Patchwork dirstate: disable gc while parsing the dirstate

login
register
mail settings
Submitter Siddharth Agarwal
Date Feb. 10, 2013, 3:24 p.m.
Message ID <8c50a5734bb2b8833eb4.1360509840@sid0x220>
Download mbox | patch
Permalink /patch/936/
State Superseded
Commit 0969980308c7f728811b956018787c9f1b01ec69
Headers show

Comments

Siddharth Agarwal - Feb. 10, 2013, 3:24 p.m.
# HG changeset patch
# User Siddharth Agarwal <sid0@fb.com>
# Date 1360509284 0
# Node ID 8c50a5734bb2b8833eb425db95ce26073322d31d
# Parent  6fc7952d6819acbc212cdde688edc256c9bd4b2e
dirstate: disable gc while parsing the dirstate
Brodie Rao - Feb. 10, 2013, 3:28 p.m.
On Sun, Feb 10, 2013 at 3:24 PM, Siddharth Agarwal <sid0@fb.com> wrote:
> # HG changeset patch
> # User Siddharth Agarwal <sid0@fb.com>
> # Date 1360509284 0
> # Node ID 8c50a5734bb2b8833eb425db95ce26073322d31d
> # Parent  6fc7952d6819acbc212cdde688edc256c9bd4b2e
> dirstate: disable gc while parsing the dirstate
>
> diff --git a/mercurial/dirstate.py b/mercurial/dirstate.py
> --- a/mercurial/dirstate.py
> +++ b/mercurial/dirstate.py
> @@ -9,7 +9,7 @@ import errno
>  from node import nullid
>  from i18n import _
>  import scmutil, util, ignore, osutil, parsers, encoding
> -import os, stat, errno
> +import os, stat, errno, gc
>
>  propertycache = util.propertycache
>  filecache = scmutil.filecache
> @@ -285,7 +285,19 @@ class dirstate(object):
>          if not st:
>              return
>
> +        # Python's garbage collector triggers a GC each time a certain number
> +        # of container objects (the number being defined by
> +        # gc.get_threshold()) are allocated. parse_dirstate creates a tuple
> +        # for each file in the dirstate. The C version then immediately marks
> +        # them as not to be tracked by the collector. However, this has no
> +        # effect on when GCs are triggered, only on what objects the GC looks
> +        # into. This means that O(number of files) GCs are unavoidable.
> +        # Depending on when in the process's lifetime the dirstate is parsed,
> +        # this can get very expensive. As a workaround, disable GC while
> +        # parsing the dirstate.
> +        gc.disable()
>          p = parsers.parse_dirstate(self._map, self._copymap, st)
> +        gc.enable()
>          if not self._dirtypl:
>              self._pl = p

Can you provide some before and after performance numbers?

>
> _______________________________________________
> Mercurial-devel mailing list
> Mercurial-devel@selenic.com
> http://selenic.com/mailman/listinfo/mercurial-devel
Durham Goode - Feb. 10, 2013, 3:43 p.m.
>+        gc.disable()
>         p = parsers.parse_dirstate(self._map, self._copymap, st)
>+        gc.enable()
>         if not self._dirtypl:
>             self._pl = p

Probably needs to be in a try/finally?
Matt Mackall - Feb. 10, 2013, 3:47 p.m.
On Sun, 2013-02-10 at 15:43 +0000, Durham Goode wrote:
> >+        gc.disable()
> >         p = parsers.parse_dirstate(self._map, self._copymap, st)
> >+        gc.enable()
> >         if not self._dirtypl:
> >             self._pl = p
> 
> Probably needs to be in a try/finally?

Yes, you're correct.
Siddharth Agarwal - Feb. 10, 2013, 3:53 p.m.
On 02/10/2013 03:28 PM, Brodie Rao wrote:
> Can you provide some before and after performance numbers? 

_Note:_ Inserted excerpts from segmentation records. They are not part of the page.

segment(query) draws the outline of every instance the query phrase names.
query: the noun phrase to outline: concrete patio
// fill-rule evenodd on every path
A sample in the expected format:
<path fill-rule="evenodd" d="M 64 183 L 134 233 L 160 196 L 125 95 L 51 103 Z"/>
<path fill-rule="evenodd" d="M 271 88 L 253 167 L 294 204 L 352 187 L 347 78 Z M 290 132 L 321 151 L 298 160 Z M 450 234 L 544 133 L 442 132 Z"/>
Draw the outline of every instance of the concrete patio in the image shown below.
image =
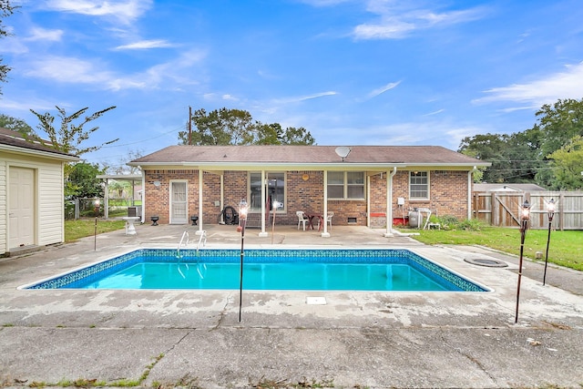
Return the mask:
<path fill-rule="evenodd" d="M 207 248 L 240 246 L 205 226 Z M 429 247 L 384 230 L 247 230 L 246 248 L 404 248 L 489 292 L 18 290 L 138 247 L 176 247 L 195 226 L 137 225 L 0 259 L 0 384 L 97 380 L 140 387 L 580 387 L 583 274 L 526 262 L 514 322 L 517 258 Z M 518 232 L 517 231 L 518 243 Z M 196 243 L 195 243 L 196 245 Z M 506 268 L 470 264 L 496 259 Z M 325 305 L 306 303 L 324 297 Z"/>

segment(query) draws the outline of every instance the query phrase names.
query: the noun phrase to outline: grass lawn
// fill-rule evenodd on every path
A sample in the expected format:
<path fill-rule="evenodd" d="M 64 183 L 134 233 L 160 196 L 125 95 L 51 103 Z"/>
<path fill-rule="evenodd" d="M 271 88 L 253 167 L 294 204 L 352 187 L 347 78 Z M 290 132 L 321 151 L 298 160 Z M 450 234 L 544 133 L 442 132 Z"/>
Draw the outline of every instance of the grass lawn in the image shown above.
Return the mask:
<path fill-rule="evenodd" d="M 104 220 L 97 219 L 97 233 L 109 232 L 124 228 L 124 220 Z M 95 219 L 65 220 L 65 241 L 72 242 L 95 233 Z M 489 247 L 503 252 L 518 255 L 520 251 L 520 231 L 517 229 L 480 227 L 479 230 L 414 230 L 419 236 L 413 238 L 425 244 L 465 244 Z M 525 239 L 524 255 L 535 260 L 535 253 L 543 253 L 545 261 L 547 230 L 528 230 Z M 568 268 L 583 271 L 583 231 L 554 230 L 550 234 L 548 261 Z"/>
<path fill-rule="evenodd" d="M 97 233 L 121 230 L 126 225 L 124 220 L 104 220 L 97 219 Z M 65 220 L 65 242 L 70 243 L 87 236 L 92 236 L 96 231 L 95 219 L 79 219 Z"/>
<path fill-rule="evenodd" d="M 465 244 L 489 247 L 500 251 L 520 253 L 520 230 L 499 227 L 481 227 L 479 230 L 419 230 L 416 241 L 426 244 Z M 543 253 L 545 261 L 548 230 L 527 230 L 524 256 L 535 260 L 537 251 Z M 548 261 L 568 268 L 583 271 L 583 231 L 552 230 L 548 246 Z"/>

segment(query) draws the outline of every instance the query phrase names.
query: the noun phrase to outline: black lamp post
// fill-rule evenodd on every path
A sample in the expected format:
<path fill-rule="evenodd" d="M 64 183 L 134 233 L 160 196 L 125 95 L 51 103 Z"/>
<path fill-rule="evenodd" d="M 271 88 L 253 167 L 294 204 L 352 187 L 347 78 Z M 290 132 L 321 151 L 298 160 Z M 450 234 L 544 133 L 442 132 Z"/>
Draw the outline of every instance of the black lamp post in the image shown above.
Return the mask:
<path fill-rule="evenodd" d="M 518 302 L 520 302 L 520 280 L 522 278 L 522 254 L 525 249 L 525 237 L 528 229 L 528 220 L 530 219 L 530 204 L 525 200 L 520 210 L 520 260 L 518 263 L 518 286 L 517 287 L 517 314 L 514 322 L 518 322 Z"/>
<path fill-rule="evenodd" d="M 547 265 L 548 264 L 548 243 L 550 243 L 550 228 L 553 224 L 553 217 L 555 216 L 555 199 L 551 199 L 547 205 L 547 212 L 548 212 L 548 236 L 547 237 L 547 255 L 545 255 L 545 273 L 543 275 L 543 286 L 547 282 Z"/>
<path fill-rule="evenodd" d="M 247 222 L 247 210 L 249 207 L 245 200 L 241 200 L 239 203 L 239 220 L 240 225 L 240 268 L 239 281 L 239 322 L 240 322 L 240 311 L 243 304 L 243 247 L 245 241 L 245 224 Z M 239 230 L 238 229 L 238 230 Z"/>

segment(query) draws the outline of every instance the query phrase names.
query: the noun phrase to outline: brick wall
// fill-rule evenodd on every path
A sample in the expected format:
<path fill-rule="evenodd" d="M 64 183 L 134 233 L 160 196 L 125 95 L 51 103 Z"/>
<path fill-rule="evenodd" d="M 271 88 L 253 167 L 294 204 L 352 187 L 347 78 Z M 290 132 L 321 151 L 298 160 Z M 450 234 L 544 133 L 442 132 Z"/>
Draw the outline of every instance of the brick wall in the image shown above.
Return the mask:
<path fill-rule="evenodd" d="M 384 213 L 386 208 L 386 173 L 370 177 L 371 212 Z M 146 220 L 157 215 L 159 223 L 169 222 L 169 182 L 172 179 L 188 180 L 189 215 L 199 215 L 199 171 L 194 169 L 145 170 Z M 159 181 L 159 186 L 154 185 Z M 438 215 L 454 215 L 460 220 L 467 217 L 467 172 L 438 170 L 429 174 L 430 200 L 409 200 L 409 172 L 397 171 L 393 179 L 393 213 L 402 216 L 397 198 L 404 199 L 405 215 L 409 209 L 429 208 Z M 241 199 L 248 197 L 248 179 L 245 171 L 224 172 L 224 206 L 238 210 Z M 277 223 L 297 224 L 296 210 L 323 212 L 323 172 L 286 172 L 286 211 L 278 213 Z M 206 223 L 218 222 L 220 207 L 220 176 L 205 172 L 203 176 L 203 220 Z M 328 210 L 333 211 L 332 225 L 347 225 L 349 219 L 355 225 L 366 225 L 367 201 L 329 200 Z M 385 219 L 373 218 L 373 227 L 384 227 Z"/>

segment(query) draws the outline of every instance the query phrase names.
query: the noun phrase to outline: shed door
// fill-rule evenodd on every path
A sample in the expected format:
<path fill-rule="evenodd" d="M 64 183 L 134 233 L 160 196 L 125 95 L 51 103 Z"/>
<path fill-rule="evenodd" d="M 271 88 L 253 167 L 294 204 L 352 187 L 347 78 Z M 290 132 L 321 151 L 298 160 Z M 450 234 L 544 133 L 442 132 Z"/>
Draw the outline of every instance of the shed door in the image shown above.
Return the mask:
<path fill-rule="evenodd" d="M 35 244 L 35 170 L 10 168 L 8 249 Z"/>
<path fill-rule="evenodd" d="M 170 182 L 170 224 L 188 222 L 186 181 Z"/>

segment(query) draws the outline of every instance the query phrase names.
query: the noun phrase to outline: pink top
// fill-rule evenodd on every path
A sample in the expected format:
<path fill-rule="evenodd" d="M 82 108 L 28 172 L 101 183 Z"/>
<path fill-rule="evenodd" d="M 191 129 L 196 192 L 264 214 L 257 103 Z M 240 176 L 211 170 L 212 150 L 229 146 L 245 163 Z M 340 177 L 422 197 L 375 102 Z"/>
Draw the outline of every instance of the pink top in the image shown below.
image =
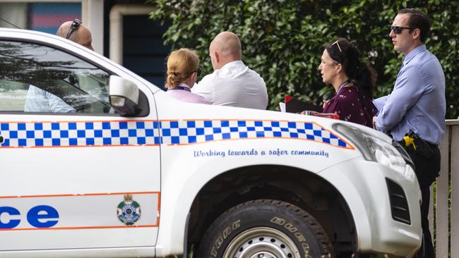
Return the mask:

It fixes a perf regression a patch I'm going to bomb shortly introduces 
(because it indirectly delays parsing the manifest a bit). For a repo 
with 150,000 files, it speeds up a no-op update from 2.13 seconds to 1.98.
Siddharth Agarwal - Feb. 10, 2013, 4:06 p.m.
On 02/10/2013 03:53 PM, Siddharth Agarwal wrote:
> On 02/10/2013 03:28 PM, Brodie Rao wrote:
>> Can you provide some before and after performance numbers? 
>
> It fixes a perf regression a patch I'm going to bomb shortly 
> introduces (because it indirectly delays parsing the manifest a bit).

Sorry, I meant parsing the *dirstate*.

Patch

diff --git a/mercurial/dirstate.py b/mercurial/dirstate.py
--- a/mercurial/dirstate.py
+++ b/mercurial/dirstate.py
@@ -9,7 +9,7 @@  import errno
 from node import nullid
 from i18n import _
 import scmutil, util, ignore, osutil, parsers, encoding
-import os, stat, errno
+import os, stat, errno, gc
 
 propertycache = util.propertycache
 filecache = scmutil.filecache
@@ -285,7 +285,19 @@  class dirstate(object):
         if not st:
             return
 
+        # Python's garbage collector triggers a GC each time a certain number
+        # of container objects (the number being defined by
+        # gc.get_threshold()) are allocated. parse_dirstate creates a tuple
+        # for each file in the dirstate. The C version then immediately marks
+        # them as not to be tracked by the collector. However, this has no
+        # effect on when GCs are triggered, only on what objects the GC looks
+        # into. This means that O(number of files) GCs are unavoidable.
+        # Depending on when in the process's lifetime the dirstate is parsed,
+        # this can get very expensive. As a workaround, disable GC while
+        # parsing the dirstate.
+        gc.disable()
         p = parsers.parse_dirstate(self._map, self._copymap, st)
+        gc.enable()
         if not self._dirtypl:
             self._pl = p